What are the greatest challenges you face and why?
The capital formation environment has been and continues to be challenging. Fundraising levels are very low, and debt financing remains constrained. As debt matures, we expect it will be a challenge to refinance loans without investing additional equity capital. Fortunately, the operating environment is strong in terms of income and occupancy so that refinancing challenges are primarily due to higher interest rates and cap rates.

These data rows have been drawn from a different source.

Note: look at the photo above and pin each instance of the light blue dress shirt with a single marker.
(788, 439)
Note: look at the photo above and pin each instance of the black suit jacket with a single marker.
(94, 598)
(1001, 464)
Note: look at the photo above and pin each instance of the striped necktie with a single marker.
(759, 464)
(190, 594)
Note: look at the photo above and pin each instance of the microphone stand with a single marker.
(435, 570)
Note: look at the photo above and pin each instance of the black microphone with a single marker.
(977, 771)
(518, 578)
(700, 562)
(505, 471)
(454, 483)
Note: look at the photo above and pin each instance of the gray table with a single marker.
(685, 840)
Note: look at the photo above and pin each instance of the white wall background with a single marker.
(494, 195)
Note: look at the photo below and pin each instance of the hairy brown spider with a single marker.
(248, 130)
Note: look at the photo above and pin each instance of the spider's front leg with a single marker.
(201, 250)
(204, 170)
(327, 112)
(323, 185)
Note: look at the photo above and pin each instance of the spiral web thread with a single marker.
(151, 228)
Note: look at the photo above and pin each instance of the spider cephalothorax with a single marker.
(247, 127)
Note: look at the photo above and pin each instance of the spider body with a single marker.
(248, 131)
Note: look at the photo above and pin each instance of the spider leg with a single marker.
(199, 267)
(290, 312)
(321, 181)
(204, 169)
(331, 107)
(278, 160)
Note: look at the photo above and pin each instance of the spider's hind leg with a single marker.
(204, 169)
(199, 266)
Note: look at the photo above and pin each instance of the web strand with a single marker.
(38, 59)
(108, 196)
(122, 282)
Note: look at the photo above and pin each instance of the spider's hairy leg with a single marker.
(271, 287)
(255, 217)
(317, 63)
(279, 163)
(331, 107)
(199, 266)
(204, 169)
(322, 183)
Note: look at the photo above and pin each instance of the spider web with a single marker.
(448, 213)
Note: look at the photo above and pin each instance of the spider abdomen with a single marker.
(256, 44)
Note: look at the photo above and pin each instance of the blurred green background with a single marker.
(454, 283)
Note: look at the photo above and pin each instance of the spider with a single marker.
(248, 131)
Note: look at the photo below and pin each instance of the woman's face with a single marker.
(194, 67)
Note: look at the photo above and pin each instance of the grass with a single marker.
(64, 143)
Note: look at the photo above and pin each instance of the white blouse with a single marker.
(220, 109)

What keeps you up at night?
Our investment activity focuses on sectors where demographic trends are supportive of demand. This includes health care and housing. Both sectors, though, have experienced tremendous increases in cost resulting in housing and health care are becoming increasingly unaffordable for many. While real estate owners have benefitted from increasing rental rates and resulting higher asset values, I am concerned that the lack of affordability will, in addition to the negative impact on those least able to afford health care and housing, reduce demand in those sectors.
The views and opinions expressed above are of the interviewee only, and do not/are not intended to reflect the views of EisnerAmper.